As one who has studied cheating in science, I have good news and bad.
The good news: Very few scientists falsify their data. A survey I conducted with colleagues at the University of Minnesota and Health Partners revealed that fewer than 1% admitted to falsifying or making up data. A more recent study from the Netherlands found a slightly higher but still small percentage of scientists admitting to manipulating their data.

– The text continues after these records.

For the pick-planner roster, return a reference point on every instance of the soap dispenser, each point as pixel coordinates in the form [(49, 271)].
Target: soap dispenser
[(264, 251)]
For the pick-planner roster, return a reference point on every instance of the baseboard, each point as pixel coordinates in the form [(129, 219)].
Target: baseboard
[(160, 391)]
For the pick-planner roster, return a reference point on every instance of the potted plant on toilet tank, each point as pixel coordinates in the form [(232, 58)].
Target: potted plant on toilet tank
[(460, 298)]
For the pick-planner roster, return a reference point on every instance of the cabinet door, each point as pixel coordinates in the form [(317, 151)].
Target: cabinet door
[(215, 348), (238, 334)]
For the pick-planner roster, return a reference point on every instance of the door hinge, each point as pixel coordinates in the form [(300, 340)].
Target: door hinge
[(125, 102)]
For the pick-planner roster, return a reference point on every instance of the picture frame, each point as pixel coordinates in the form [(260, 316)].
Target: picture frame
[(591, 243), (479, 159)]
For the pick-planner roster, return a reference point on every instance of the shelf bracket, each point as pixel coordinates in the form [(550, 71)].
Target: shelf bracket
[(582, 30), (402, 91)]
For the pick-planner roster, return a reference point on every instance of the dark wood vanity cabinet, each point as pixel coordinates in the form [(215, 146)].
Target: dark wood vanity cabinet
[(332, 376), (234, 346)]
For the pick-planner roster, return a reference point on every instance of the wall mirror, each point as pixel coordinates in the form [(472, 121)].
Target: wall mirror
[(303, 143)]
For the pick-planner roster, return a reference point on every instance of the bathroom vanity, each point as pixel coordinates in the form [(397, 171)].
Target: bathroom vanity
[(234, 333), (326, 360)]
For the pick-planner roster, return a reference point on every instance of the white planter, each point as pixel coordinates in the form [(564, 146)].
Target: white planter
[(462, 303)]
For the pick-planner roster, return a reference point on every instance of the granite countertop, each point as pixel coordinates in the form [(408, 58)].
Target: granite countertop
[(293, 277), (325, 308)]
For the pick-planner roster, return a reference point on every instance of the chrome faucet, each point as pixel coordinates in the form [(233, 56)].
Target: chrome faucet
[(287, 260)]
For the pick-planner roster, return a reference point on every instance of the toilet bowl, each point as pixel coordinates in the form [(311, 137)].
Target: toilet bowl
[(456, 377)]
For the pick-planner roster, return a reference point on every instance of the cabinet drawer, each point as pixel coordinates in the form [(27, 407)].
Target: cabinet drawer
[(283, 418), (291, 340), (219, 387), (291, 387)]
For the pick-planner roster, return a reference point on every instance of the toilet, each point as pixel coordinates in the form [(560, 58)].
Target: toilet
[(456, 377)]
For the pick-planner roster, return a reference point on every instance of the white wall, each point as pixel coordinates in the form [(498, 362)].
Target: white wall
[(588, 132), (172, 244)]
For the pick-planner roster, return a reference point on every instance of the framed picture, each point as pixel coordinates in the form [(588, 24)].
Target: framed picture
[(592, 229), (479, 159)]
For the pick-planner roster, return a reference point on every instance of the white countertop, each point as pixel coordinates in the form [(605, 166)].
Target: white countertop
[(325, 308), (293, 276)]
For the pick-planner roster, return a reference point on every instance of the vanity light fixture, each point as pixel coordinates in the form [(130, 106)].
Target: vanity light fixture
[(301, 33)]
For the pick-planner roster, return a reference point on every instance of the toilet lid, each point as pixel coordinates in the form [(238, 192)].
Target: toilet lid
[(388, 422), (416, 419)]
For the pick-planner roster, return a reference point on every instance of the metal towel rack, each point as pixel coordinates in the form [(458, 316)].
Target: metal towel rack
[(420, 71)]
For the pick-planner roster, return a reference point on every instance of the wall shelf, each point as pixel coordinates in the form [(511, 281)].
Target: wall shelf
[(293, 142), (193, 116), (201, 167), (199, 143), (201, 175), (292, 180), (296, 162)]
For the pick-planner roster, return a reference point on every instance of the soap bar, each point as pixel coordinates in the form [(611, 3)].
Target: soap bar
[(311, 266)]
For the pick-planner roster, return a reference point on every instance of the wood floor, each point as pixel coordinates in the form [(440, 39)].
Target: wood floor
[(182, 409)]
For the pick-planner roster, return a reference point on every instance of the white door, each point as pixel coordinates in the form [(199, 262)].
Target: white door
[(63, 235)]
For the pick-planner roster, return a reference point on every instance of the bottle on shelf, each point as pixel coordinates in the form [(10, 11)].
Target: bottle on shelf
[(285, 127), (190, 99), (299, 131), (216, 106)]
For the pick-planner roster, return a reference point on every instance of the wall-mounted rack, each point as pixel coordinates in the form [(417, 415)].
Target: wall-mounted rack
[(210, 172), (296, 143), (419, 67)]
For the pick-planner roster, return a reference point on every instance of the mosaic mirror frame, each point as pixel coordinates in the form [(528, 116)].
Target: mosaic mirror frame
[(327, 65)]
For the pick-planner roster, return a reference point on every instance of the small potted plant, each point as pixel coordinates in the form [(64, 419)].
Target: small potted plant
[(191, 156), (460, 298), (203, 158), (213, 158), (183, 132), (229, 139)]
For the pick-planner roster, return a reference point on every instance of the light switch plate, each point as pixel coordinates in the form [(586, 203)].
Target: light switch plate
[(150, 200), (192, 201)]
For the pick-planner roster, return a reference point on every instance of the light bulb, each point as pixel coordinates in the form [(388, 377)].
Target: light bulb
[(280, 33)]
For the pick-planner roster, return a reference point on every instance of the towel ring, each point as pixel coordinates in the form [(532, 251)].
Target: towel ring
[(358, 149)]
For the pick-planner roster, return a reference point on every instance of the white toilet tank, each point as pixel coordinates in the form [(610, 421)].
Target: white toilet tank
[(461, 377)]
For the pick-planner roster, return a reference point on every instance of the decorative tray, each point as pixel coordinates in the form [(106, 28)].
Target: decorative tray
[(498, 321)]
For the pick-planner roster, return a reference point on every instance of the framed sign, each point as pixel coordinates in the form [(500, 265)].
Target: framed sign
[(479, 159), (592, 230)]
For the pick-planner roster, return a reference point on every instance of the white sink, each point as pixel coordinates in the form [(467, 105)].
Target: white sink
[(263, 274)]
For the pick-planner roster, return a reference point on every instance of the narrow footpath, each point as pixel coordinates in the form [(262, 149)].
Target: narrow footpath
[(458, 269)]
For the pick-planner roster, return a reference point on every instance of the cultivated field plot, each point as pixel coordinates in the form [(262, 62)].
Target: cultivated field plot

The bad news: Even if only a few scientists cheat, their false findings can have an outsized effect. When bad data enter the scientific record, future research by honest scientists is distorted. This is the concern with the "groundbreaking" but problematic research done at the University of Minnesota. For more than 15 years, other researchers used Lesné's questionable findings as the basis for their work.
And there's more bad news: Altering data is not the only way scientists cheat. Conflicts of interest can bias results, sometimes by leading researchers to ignore data that do not support one's theory. Unfortunately, many scientists admit to less than honest practices such as these. Fully 33% of the scientists we surveyed admitted to one of 10 serious misbehaviors, and more than half of the scientists in the Dutch study reported that they engaged frequently in at least one "questionable research practice."